Related implementation resources: AI Use Case for Sales Pipeline Reviews and Deal Risk Scoring and AI Agent Use Case for Pharmaceutical Producers Using Batch Records To Flag Minor Chemical Compound Variances.
FAQ
What is the purpose of this AGENTS.md Template for ETL pipelines?
It defines the end-to-end agent roles, handoffs, and governance for ETL workflows to enable reliable, auditable multi-agent orchestration.
How do agents coordinate in a multi-agent ETL pipeline?
Agents communicate via a planner/orchestrator that sequences Extract, Transform, Load, and Validate steps, passing context and results through well-defined contracts.
How is data quality validated in the template?

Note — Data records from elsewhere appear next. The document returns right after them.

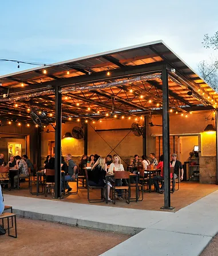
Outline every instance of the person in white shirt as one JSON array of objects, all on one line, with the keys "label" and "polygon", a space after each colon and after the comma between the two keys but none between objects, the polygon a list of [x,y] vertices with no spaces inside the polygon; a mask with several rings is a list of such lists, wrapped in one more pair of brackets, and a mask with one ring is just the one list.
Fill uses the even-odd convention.
[{"label": "person in white shirt", "polygon": [[[121,160],[119,156],[114,156],[113,162],[110,164],[109,172],[113,172],[114,171],[124,171],[124,166],[121,164]],[[117,179],[116,180],[116,186],[122,186],[122,180]],[[117,192],[117,198],[118,200],[122,200],[122,190],[116,190]]]}]

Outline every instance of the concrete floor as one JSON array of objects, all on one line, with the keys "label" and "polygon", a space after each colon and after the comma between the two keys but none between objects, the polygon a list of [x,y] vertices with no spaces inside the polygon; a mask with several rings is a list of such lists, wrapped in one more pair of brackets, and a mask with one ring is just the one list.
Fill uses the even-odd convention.
[{"label": "concrete floor", "polygon": [[[75,187],[75,183],[70,183],[72,187]],[[21,183],[21,186],[24,186]],[[153,187],[152,187],[153,189]],[[212,192],[217,190],[218,186],[217,185],[210,185],[200,184],[195,182],[182,182],[180,183],[180,187],[179,191],[174,194],[171,194],[171,205],[175,207],[175,211],[184,208],[184,207],[199,200],[200,199],[209,195]],[[132,190],[133,195],[134,195],[134,189]],[[41,198],[44,199],[51,199],[51,194],[49,194],[47,198],[45,195],[40,195],[38,196],[31,195],[27,190],[21,189],[19,190],[12,190],[9,191],[8,190],[3,190],[3,193],[21,196],[33,197],[35,198]],[[136,202],[130,202],[129,204],[125,203],[125,200],[118,200],[114,205],[112,202],[109,202],[109,206],[129,208],[138,210],[148,210],[160,211],[160,208],[164,205],[164,195],[159,194],[154,192],[152,193],[144,193],[144,198],[143,201]],[[100,190],[93,190],[91,191],[91,196],[100,196]],[[63,199],[63,202],[68,202],[72,203],[89,203],[87,199],[87,190],[86,189],[80,189],[77,195],[66,195]],[[94,204],[92,203],[92,204]],[[94,203],[94,204],[106,206],[105,203]]]},{"label": "concrete floor", "polygon": [[1,255],[97,256],[130,237],[21,218],[17,227],[18,238],[1,236]]}]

Quality gates are enforced by a Validator Agent that checks row counts, schema conformance, nullability, and domain-specific rules, with remediation and escalation when needed.
What happens on failure or rollback in the ETL workflow?
Failures trigger retries with backoff, and after max retries, a rollback to the last known-good checkpoint occurs with human review if necessary.
How is security maintained in the ETL AGENTS.md Template?
Access is governed by least privilege, secrets are stored in a central vault, credentials rotate on schedule, and all data-access events are audited.